Said City Attorney Craig Leen: "The Service needs to pay them while they're using it as a — what do you call it? — a bat house."

So concerned were they that Mayor James Cason recently wrote to U.S. Rep. Ileana Ros-Lehtinen. He argued that forced delays in repairs because of mating might "amount to a regulatory taking of property in violation of the Fifth Amendment."

Now the Fish and Wildlife Service is capturing the bats to evaluate their reproductive status and to look for babies. If they aren't mating and no pups are found, the roost will be removed. If pups are found, removal will be delayed until January. And if the bats are found to be mating, the corner of the roof where they live will be preserved and repaired last.

"So if they're still amorous, we can give them a privacy booth," Cason said.

City officials found the entire bat-sex situation amusing, joking about going after the bats for a noise violation and making puns about "going to bat" for residents. They said they want to save the bats, but the Wildlife Service is taking too long. Lago said the owners of the house — identified in county property records as HFL Management, Inc. — are "at their wits' end." (Hubert Weisslinger, one of the owners, referred New Times to an associate, who did not immediately return a call.)

But the Miami Bat Squad, a group of volunteers and scientists who advocate for research and conservation, isn't laughing. Kirsten Bohn, a biologist and bat expert who founded the group, is worried kicking the bats out in January could kill them. She said her research has found that Florida bonneted bats, which live mostly in South Florida, don't leave the roost when the temperature drops below 60 degrees.

The group discovered the roost after Bohn, then a Coral Gables resident and Florida International University professor, heard the bats calling and found they were foraging at the Granada Golf Course. For weeks, Bohn and hundreds of volunteers tried to track down their home. In September 2014, a Miami Bat Squad member recognized their calls while walking her dog past the Alhambra Circle house. The group then watched as the bats flew out of the Spanish-tile roof.
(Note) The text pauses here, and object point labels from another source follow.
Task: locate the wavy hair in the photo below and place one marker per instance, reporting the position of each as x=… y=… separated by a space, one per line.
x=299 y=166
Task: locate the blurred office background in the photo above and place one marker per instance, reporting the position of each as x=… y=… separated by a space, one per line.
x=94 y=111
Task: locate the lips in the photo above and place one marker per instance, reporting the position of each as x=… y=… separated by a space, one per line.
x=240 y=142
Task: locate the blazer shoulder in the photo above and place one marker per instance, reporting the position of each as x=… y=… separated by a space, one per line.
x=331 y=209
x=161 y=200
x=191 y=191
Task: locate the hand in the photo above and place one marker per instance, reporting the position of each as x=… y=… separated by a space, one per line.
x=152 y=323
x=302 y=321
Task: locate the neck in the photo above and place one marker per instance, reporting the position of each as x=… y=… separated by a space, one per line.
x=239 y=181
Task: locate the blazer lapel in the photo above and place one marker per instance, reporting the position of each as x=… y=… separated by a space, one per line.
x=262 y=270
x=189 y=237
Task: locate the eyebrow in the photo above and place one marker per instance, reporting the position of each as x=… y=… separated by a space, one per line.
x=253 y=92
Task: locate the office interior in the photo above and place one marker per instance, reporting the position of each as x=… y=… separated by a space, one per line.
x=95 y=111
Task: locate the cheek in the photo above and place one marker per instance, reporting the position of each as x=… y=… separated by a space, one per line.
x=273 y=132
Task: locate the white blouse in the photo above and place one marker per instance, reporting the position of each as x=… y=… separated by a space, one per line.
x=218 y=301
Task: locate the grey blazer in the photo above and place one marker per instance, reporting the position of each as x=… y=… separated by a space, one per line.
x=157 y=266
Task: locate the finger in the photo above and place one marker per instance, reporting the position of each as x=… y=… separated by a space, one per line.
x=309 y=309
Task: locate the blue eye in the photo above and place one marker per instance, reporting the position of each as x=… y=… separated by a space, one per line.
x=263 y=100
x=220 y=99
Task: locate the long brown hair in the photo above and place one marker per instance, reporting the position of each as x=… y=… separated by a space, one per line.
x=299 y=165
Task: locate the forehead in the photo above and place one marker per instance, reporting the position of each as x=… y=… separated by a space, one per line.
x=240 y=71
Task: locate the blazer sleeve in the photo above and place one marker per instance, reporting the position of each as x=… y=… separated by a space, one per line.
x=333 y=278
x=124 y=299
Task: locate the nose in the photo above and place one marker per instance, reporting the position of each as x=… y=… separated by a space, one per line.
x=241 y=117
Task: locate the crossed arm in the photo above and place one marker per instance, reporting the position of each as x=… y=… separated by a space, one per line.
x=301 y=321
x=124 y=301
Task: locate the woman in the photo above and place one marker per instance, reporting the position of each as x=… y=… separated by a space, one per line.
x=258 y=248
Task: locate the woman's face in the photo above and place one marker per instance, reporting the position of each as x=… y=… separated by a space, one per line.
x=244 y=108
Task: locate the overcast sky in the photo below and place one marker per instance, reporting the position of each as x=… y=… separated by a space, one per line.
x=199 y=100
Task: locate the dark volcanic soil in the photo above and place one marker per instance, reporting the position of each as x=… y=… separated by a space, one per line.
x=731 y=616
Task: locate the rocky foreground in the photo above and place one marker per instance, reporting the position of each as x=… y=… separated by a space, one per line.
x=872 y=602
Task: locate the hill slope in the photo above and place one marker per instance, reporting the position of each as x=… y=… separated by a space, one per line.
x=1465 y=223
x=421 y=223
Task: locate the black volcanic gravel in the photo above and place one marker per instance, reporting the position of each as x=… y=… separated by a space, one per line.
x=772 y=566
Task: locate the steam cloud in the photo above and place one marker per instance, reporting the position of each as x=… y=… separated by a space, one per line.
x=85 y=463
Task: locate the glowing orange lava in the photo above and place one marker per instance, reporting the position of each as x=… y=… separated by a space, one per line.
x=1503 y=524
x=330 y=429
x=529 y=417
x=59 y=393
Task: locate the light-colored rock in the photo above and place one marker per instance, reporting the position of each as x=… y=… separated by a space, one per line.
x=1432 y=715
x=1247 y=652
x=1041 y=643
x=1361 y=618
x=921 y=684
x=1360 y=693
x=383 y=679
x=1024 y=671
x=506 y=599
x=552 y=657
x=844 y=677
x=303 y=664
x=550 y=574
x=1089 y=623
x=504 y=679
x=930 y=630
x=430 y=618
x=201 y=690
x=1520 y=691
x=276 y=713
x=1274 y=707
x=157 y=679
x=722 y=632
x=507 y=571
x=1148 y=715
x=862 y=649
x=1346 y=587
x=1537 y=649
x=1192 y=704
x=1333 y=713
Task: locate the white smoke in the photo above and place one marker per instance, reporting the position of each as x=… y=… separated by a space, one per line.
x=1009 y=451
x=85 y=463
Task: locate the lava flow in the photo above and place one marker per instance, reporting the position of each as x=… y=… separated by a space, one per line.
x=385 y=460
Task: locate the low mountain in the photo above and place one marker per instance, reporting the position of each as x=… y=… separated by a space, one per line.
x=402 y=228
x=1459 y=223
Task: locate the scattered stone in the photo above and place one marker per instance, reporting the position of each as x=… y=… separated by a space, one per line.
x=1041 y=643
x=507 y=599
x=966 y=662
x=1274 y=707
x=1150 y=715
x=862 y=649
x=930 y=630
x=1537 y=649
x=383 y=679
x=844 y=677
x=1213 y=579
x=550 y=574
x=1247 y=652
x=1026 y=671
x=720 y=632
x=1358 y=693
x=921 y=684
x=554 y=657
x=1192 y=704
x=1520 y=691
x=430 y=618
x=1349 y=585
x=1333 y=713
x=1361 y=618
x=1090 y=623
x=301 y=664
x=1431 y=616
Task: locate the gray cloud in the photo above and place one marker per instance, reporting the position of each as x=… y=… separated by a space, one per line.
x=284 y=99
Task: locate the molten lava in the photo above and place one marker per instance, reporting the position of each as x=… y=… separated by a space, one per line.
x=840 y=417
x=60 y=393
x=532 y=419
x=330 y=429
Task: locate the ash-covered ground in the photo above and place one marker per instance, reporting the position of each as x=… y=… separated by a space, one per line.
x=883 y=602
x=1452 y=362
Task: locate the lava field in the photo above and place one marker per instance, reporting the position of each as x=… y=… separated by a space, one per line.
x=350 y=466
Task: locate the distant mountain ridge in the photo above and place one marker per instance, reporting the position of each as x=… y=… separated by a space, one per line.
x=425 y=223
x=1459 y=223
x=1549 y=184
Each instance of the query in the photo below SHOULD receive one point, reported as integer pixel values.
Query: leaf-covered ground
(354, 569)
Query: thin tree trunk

"We were ecstatic," bat squad director Giselle Hosein recalls, "and hopeful that we could learn more about these bats." The best-case scenario would be for the bats to be allowed to stay in the house, says Bohn, who now teaches at Johns Hopkins University. She believes there are about eight living in the house and says that if someone moved in, they would barely know the bats are there, though she adds, "I guess that's me; I'm a wildlife biologist."

Second best, Bohn says, would be to leave the bats alone until March and then close their entryway after verifying there are no pups. Though she can appreciate wanting to fix a dilapidated house, the Florida bonneted bat is a species so rare it's on the same level as tigers and rhinos, and very little is known about it. If there are eight in that roof, they could represent 2 percent of the number left in the wild.

"We're not just talking about some bat," Bohn says. "It's one of the rarest mammals in the world we're talking about.